The Lease Operators’ proposal states that the offer is conditional upon, among other things, the completion of satisfactory confirmatory due diligence on Trinity by Lease Operators and a unanimous recommendation from the board. According to the Trinidadian firm, the precondition relating to its recommendation is not waivable but the precondition concerning due diligence is.

Touchstone noted that the possible offer is a “conditional, non-binding, indicative proposal” and subject to the completion of “satisfactory confirmatory due diligence,” expecting any firm offer announced by Lease Operators to be subject to certain regulatory approvals in the Republic of Trinidad and Tobago, in the same way as the acquisition scheme.

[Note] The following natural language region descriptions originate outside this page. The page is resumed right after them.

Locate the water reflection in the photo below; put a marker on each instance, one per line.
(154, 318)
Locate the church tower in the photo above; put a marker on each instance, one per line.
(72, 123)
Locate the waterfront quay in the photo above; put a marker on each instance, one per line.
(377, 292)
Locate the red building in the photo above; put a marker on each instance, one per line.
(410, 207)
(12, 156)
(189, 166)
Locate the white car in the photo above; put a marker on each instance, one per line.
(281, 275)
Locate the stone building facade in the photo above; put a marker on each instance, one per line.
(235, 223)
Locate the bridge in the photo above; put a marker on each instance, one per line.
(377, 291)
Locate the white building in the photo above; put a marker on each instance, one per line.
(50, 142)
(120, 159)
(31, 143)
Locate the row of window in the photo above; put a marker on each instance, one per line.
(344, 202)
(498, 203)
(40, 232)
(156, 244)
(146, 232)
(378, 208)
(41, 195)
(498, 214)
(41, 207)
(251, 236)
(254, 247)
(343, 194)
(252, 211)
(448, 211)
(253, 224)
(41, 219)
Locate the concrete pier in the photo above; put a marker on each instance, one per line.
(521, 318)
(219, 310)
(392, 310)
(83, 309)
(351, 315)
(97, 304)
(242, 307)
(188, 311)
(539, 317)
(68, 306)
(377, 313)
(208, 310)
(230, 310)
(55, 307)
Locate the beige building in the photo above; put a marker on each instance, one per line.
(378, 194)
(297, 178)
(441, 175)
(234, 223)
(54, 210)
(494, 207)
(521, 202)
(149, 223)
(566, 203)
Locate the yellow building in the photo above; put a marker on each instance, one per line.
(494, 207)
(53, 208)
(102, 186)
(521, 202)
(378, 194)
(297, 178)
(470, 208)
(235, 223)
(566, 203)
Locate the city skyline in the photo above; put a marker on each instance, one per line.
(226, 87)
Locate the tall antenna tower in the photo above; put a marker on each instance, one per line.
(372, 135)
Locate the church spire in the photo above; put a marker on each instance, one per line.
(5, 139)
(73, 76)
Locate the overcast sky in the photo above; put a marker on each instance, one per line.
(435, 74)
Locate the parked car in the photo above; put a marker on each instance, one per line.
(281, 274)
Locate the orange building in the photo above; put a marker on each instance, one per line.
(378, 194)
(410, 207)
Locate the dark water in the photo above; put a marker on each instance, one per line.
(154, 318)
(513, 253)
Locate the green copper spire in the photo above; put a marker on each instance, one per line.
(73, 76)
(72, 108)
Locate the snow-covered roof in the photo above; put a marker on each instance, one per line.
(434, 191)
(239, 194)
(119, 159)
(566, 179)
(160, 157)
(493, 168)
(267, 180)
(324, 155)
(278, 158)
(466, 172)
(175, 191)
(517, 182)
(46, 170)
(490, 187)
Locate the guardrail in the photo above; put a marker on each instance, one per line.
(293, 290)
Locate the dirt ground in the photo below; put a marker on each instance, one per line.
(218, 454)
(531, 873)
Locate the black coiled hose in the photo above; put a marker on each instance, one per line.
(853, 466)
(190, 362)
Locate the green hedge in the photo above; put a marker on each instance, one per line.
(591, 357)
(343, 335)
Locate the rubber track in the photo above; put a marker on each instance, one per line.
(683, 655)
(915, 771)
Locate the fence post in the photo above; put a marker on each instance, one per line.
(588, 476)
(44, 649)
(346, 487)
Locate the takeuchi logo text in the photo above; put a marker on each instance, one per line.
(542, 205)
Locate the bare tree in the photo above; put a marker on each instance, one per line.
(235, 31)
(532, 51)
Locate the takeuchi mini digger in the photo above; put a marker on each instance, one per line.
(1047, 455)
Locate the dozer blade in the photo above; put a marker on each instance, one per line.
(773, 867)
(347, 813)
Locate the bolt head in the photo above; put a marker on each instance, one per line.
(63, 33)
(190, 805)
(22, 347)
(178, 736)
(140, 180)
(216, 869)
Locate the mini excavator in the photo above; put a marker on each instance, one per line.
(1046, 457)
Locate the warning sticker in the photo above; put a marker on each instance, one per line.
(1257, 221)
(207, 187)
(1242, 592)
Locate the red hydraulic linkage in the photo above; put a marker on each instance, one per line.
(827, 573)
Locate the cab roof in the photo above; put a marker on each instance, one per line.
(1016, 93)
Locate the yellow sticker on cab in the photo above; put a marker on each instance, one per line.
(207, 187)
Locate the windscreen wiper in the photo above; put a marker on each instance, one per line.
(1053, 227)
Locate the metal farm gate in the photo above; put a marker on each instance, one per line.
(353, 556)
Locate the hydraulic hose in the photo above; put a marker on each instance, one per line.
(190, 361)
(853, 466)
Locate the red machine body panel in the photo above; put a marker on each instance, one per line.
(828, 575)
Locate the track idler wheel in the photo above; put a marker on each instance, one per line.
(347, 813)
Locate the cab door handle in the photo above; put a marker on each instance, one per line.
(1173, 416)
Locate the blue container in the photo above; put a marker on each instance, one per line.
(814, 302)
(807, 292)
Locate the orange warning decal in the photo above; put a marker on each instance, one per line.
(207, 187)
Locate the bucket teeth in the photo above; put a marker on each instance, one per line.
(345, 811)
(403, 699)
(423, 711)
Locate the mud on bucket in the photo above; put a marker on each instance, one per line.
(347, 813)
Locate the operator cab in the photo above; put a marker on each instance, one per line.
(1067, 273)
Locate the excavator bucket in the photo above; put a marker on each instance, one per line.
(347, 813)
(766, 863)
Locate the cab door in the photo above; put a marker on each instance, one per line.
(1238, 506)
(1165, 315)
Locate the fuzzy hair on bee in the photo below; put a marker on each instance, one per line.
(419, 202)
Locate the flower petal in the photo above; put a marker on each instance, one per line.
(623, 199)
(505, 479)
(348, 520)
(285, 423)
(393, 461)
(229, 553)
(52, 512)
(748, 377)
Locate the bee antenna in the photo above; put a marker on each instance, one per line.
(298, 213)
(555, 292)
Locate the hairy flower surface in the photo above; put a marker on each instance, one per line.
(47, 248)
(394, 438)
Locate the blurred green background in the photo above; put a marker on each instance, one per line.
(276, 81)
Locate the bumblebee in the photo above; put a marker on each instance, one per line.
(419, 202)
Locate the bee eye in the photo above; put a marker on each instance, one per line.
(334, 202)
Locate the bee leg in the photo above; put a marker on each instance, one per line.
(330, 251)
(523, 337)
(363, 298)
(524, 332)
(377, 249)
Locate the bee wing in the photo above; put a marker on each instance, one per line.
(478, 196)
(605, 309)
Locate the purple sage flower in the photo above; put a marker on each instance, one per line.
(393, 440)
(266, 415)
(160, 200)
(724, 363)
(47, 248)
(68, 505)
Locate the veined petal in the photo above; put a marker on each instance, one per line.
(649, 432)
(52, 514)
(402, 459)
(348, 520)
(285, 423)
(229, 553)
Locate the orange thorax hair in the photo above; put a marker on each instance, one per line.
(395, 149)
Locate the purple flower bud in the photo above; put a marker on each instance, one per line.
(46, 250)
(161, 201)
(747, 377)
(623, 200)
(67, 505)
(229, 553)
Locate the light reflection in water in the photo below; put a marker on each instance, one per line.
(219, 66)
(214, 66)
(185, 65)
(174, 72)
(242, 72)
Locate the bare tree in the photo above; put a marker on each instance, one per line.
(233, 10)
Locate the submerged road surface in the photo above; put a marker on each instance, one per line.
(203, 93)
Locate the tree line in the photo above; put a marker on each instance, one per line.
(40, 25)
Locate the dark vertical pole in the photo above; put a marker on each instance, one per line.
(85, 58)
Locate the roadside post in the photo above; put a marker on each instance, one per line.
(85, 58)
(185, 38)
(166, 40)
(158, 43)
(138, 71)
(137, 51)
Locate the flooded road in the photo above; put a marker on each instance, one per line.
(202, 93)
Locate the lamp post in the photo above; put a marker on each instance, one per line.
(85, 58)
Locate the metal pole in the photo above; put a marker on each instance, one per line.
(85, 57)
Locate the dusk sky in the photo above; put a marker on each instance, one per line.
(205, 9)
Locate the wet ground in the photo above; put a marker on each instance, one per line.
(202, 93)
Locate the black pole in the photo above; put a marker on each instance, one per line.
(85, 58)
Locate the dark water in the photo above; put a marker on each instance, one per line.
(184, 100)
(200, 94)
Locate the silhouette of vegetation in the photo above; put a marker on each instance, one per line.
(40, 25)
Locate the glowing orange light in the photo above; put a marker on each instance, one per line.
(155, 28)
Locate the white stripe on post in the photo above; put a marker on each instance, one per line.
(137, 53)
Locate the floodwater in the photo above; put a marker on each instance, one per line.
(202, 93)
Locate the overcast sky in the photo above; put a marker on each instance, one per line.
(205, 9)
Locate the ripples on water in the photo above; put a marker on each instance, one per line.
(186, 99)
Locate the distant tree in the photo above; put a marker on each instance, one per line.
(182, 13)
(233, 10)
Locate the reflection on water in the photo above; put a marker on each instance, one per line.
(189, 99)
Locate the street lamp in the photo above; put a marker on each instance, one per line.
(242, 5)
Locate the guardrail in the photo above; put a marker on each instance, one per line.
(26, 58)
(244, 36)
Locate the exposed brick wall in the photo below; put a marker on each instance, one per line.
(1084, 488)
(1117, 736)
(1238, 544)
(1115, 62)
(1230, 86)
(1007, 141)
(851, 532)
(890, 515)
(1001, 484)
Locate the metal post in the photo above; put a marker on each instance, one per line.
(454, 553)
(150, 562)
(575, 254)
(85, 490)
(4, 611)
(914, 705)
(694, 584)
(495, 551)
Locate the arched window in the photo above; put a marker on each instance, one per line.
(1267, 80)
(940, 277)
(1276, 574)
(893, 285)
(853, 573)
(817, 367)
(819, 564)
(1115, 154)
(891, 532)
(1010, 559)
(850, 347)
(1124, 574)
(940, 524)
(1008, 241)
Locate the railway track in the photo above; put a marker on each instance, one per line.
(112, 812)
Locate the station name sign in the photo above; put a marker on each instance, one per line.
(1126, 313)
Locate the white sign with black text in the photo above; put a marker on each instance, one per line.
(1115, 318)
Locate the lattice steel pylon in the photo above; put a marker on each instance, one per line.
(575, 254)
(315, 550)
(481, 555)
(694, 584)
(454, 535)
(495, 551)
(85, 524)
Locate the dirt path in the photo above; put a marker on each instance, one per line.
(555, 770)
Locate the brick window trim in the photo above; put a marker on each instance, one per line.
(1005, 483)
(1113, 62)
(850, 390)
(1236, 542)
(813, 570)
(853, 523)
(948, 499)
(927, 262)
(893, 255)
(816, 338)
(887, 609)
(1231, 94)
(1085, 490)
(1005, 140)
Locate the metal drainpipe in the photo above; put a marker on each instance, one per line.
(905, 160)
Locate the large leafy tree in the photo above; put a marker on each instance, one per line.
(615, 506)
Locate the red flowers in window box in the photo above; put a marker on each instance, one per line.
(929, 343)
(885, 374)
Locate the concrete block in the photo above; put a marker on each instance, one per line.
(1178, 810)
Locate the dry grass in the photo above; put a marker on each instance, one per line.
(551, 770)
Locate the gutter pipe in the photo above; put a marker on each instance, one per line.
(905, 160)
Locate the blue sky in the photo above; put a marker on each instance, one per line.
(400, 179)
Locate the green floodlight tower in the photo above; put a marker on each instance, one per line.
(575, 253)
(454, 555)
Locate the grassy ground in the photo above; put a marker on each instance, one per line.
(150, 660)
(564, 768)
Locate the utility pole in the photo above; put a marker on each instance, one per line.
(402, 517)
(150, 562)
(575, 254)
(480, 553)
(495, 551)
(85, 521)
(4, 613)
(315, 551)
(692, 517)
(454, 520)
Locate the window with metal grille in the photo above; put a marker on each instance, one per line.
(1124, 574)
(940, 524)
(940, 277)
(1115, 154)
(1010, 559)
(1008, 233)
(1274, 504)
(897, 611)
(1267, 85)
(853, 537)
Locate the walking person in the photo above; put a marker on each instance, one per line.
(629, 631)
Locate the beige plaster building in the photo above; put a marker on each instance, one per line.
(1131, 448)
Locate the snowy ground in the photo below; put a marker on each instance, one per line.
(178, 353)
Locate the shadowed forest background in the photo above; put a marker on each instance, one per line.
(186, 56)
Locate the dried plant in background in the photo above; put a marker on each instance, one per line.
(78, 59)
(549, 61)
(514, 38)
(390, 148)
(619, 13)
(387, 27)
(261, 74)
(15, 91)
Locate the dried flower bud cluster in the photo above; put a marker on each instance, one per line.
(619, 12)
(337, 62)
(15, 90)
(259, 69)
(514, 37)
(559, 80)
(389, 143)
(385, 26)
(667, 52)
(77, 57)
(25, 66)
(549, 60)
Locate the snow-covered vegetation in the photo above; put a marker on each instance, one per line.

In light of the new development, Trinity’s board decided to reschedule the court hearing relating to the acquisition, originally scheduled for July 31, to August 23. The hearing was one of the preconditions for the transaction to close, as stated in the scheme document.

Touchstone said that conditions relating to the approval by Trinity shareholders at the general meeting and court meeting on June 24, 2024, and all regulatory and antitrust conditions have been satisfied. Unless the Trinity board takes action, and subject to the court’s approval of the scheme at the court hearing, the scheme would have become effective as expected on August 1.

As highlighted by Trinity, on the date preceding the rescheduled court hearing date, Touchstone will have the option of invoking a condition referring to the hearing being held on or before the 22nd day after the expected date set out in the scheme document.